Síguese de ello que el método en moral no puede ser rigurosamente científico;


sería más bien dialéctico, consistente en inferir la verdad del cotejo de las opiniones de
los hombres más experimentados y sabios. El empirismo de Aristóteles parece pues re-
chazar las exigencias a priori de la razón práctica, el ideal formal de Platón; lo que hay
que retener, por lo menos, de su método, es la necesidad de tomar en cuenta la
experiencia, es decir, las posibilidades de la naturaleza humana, las condiciones de la
vida social, para llenar el ideal con quehaceres precisos.
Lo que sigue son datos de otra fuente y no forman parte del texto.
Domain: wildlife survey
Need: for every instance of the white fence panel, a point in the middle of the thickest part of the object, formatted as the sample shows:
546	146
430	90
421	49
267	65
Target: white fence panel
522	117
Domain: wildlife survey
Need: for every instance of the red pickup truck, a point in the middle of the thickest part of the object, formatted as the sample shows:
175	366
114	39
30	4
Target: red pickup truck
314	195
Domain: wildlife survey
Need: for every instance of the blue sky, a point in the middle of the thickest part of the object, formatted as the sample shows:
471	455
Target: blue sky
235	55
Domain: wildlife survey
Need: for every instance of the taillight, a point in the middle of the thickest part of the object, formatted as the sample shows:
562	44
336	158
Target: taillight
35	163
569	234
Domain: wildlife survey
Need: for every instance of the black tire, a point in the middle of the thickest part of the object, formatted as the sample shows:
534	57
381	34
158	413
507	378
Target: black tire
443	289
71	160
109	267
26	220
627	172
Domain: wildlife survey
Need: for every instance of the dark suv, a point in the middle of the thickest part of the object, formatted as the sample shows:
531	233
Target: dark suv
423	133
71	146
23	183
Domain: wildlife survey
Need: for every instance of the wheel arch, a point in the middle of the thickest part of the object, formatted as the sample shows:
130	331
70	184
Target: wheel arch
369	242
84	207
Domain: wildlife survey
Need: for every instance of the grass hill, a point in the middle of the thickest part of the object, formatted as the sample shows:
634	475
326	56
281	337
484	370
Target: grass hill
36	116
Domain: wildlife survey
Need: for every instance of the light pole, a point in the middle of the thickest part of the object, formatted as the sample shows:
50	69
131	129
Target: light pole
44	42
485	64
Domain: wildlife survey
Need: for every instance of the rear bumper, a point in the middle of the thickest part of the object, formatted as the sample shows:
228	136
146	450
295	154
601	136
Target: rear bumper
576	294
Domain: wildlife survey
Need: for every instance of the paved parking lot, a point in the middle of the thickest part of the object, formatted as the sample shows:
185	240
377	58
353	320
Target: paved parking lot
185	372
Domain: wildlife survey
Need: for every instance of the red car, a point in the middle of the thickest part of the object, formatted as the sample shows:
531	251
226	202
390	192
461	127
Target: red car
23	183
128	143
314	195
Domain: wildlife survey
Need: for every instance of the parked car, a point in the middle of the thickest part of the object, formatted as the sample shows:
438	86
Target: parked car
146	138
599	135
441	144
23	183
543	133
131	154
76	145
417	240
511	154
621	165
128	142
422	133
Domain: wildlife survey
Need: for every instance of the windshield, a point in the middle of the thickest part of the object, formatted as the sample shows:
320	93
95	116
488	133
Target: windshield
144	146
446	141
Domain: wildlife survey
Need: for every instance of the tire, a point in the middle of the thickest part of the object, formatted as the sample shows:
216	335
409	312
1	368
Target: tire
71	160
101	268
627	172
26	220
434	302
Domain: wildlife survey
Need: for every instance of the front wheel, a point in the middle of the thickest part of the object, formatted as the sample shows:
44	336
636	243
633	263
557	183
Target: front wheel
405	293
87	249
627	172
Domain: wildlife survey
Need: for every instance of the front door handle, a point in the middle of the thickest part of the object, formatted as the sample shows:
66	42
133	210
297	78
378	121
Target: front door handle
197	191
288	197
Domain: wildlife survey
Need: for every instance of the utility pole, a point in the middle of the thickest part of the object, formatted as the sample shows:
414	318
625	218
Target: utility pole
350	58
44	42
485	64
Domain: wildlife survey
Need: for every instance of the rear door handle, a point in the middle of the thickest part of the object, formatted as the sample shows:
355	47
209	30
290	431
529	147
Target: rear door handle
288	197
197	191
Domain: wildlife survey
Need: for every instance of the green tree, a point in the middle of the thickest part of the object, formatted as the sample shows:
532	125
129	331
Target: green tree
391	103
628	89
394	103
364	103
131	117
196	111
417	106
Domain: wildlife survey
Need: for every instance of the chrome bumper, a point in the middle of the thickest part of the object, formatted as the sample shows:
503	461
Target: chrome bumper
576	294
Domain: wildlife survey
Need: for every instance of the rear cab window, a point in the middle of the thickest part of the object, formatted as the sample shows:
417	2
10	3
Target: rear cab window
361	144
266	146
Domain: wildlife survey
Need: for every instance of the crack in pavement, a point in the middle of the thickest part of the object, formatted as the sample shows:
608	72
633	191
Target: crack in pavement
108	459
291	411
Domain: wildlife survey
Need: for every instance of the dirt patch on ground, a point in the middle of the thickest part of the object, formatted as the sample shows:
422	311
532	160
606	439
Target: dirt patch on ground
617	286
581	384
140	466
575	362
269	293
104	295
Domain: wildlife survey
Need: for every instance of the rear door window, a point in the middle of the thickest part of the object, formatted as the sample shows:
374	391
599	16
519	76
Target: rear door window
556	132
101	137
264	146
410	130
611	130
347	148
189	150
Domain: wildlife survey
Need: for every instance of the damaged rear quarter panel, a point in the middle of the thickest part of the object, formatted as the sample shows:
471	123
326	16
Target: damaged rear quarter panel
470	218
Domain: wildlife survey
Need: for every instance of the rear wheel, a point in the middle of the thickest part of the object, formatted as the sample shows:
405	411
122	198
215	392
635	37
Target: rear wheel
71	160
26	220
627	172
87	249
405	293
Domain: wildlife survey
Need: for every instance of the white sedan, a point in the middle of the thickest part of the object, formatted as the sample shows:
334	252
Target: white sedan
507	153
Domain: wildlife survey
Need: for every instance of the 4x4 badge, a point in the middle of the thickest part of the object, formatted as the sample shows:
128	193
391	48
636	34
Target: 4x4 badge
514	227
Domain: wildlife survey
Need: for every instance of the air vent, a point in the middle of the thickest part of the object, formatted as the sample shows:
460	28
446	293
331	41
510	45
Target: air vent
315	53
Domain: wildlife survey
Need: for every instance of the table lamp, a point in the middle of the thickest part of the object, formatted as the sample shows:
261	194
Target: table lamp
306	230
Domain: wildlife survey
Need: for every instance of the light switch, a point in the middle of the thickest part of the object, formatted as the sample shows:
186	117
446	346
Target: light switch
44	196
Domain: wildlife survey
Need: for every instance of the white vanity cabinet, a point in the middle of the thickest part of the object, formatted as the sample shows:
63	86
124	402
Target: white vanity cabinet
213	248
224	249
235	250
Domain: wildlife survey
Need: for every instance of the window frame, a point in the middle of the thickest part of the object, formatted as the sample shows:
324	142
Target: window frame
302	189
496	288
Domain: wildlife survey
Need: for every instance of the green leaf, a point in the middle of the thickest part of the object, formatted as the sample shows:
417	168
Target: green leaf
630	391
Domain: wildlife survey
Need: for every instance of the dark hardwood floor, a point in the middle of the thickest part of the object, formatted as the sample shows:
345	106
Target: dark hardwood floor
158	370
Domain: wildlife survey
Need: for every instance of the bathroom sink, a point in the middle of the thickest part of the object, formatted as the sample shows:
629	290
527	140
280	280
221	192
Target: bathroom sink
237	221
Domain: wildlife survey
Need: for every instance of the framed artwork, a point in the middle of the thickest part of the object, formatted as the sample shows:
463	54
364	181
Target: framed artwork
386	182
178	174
Sin ese contacto con la vida y
la experiencia, la especulación moral corre el riesgo de erigir en categoría de absolutos
reglas puramente abstractas, engendrando así el fanatismo o desalentando, por el
contrario, la buena voluntad.

El bien del hombre. Esa preocupación por lo concreto que caracteriza la moral de
Aristóteles, lo induce a precisar que el objeto de la ética es definir el bien del hombre,
esto es, un bien práctico realizable, y realizable por el hombre. Se puede llegar a esa
definición preguntándose cuál es la función del hombre - Platón había mostrado, en
efecto, hacia el final del libro I de la República (352 d - 353 e), que el bien de un ser
cualquiera (útil, órgano, artesano, animal doméstico), lo que hace bueno al útil, bueno al
obrero, bueno al caballo y hasta buenos unos ojos, es la cualidad, la virtud o excelencia
propia, que los hace aptos para cumplir cada uno su función propia. Ahora bien, la
función o actividad propia del hombre no puede ser más que la actividad del alma
razonable, la que lo distingue del animal, como la sensación distingue al animal dc la
planta. En consecuencia, la virtud del hombre es su aptitud para la vida razonable; es
esa aptitud la que lo hace bueno, y su dicha no puede consistir más que en el ejercicio
de esa aptitud o, lo que es lo mismo, en la vida razonable misma. Se podrá definir, por
tanto, la felicidad: la actividad del alma ejerciéndose conforme a la virtud.